For the phase function the values  $0$  or  $\pi$  $(180^{\circ})$  are possible.
${X(f)}$  only has zeros at all multiples of  $100 \,\text{Hz}$  auf.

3

Which statements are true regarding the spectral function  ${R(f)}$  ?

The spectral value at frequency  $f = 0$  is equal to  ${X(f = 0)}$.
The values $0$ or  $\pi$  $(180^{\circ})$  are possible for the phase function.
${R(f)}$  only has zeros at all multiples of   $100 \,\text{Hz}$ auf..

4

Welche Aussagen sind hinsichtlich der Spektralfunktion  ${D(f)}$  zutreffend?

The spectral value at frequency  $f = 0$  is equal to  ${X(f = 0)}$.
The values $0$ or  $\pi$  $(180^{\circ})$  are possible for the phase function.
${D(f)}$  only has zeros at all multiples of   $100 \,\text{Hz}$ auf.


Solution

(1)  The equivalent pulse duration is  $\Delta t = t_1 + t_2 \;\underline{= 10 \,\text{ms}}$  and the rolloff factor  $r_t = 2/10 \;\underline{= 0.2}$.

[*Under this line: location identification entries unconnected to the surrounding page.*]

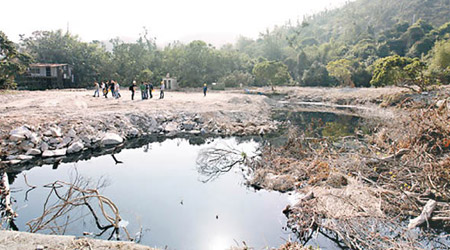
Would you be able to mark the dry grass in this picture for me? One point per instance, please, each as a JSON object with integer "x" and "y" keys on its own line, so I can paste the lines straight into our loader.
{"x": 365, "y": 195}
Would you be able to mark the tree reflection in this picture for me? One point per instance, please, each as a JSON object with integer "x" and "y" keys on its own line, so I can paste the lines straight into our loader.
{"x": 214, "y": 161}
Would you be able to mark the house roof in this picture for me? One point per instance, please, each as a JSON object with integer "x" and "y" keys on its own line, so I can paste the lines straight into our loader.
{"x": 48, "y": 64}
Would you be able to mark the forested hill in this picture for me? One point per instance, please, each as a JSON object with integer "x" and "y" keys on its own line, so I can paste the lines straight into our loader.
{"x": 361, "y": 16}
{"x": 342, "y": 46}
{"x": 363, "y": 43}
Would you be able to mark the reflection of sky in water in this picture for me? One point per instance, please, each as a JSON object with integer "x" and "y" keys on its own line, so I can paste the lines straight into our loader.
{"x": 149, "y": 187}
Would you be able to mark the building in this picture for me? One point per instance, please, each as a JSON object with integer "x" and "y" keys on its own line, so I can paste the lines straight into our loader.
{"x": 47, "y": 76}
{"x": 170, "y": 82}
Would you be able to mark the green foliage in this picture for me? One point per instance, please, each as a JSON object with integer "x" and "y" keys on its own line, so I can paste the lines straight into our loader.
{"x": 440, "y": 62}
{"x": 400, "y": 71}
{"x": 145, "y": 76}
{"x": 12, "y": 62}
{"x": 236, "y": 78}
{"x": 317, "y": 75}
{"x": 271, "y": 73}
{"x": 361, "y": 32}
{"x": 342, "y": 71}
{"x": 441, "y": 55}
{"x": 90, "y": 61}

(2)  Proposed solutions 2 and 3 are correct:

  • The spectral value at  $f = 0$  is  $A \cdot \Delta t = 10 \,\text{mV/Hz}$.
  • Since  ${X(f)}$  is real and can assume both positive and negative values, only the two phase values  $0$  und  $\pi$  are possible.
  • Zeros exist due to the first si-function at all multiples of  $1/\Delta t = 100\, \text{Hz}$.
  • The second si function leads to zero crossings at intervals of  $1/(r_t \cdot \Delta t) = 500 \,\text{Hz}$. These coincide exactly with the zeros of the first si-function.


(3)  All proposed solutions are correct:

  • With the equivalent pulse duration  $\Delta t = 10 \,\text{ms}$  and the rolloff factor  $r_t = 0$  one obtains:   $R( f ) = A \cdot \Delta t \cdot {\mathop{\rm si}\nolimits} ( {{\rm{\pi }} \cdot \Delta t \cdot f} ).$
  • It follows that  $R( f = 0) = A \cdot \Delta t = X( f = 0).$


(4)  Proposed solutions 2 and 3 are correct:

  • For the triangular pulse, the rolloff factor is  $r_t = 1$.
  • The equivalent pulse duration is  $\Delta t = 10 \,\text{ms}$. It follows that   $D( f ) = A \cdot \Delta t \cdot {\mathop{\rm si}\nolimits} ^2 ( {{\rm{\pi }} \cdot \Delta t \cdot f} )$  and  $D( f = 0) = A \cdot \Delta t = X( f = 0)$.
  • Since  ${D(f)}$  cannot become negative, the phase  $[{\rm arc} \; {D(f)}]$  is always zero. The phase value  $\pi$  $(180°)$  is therefore not possible with the triangular form.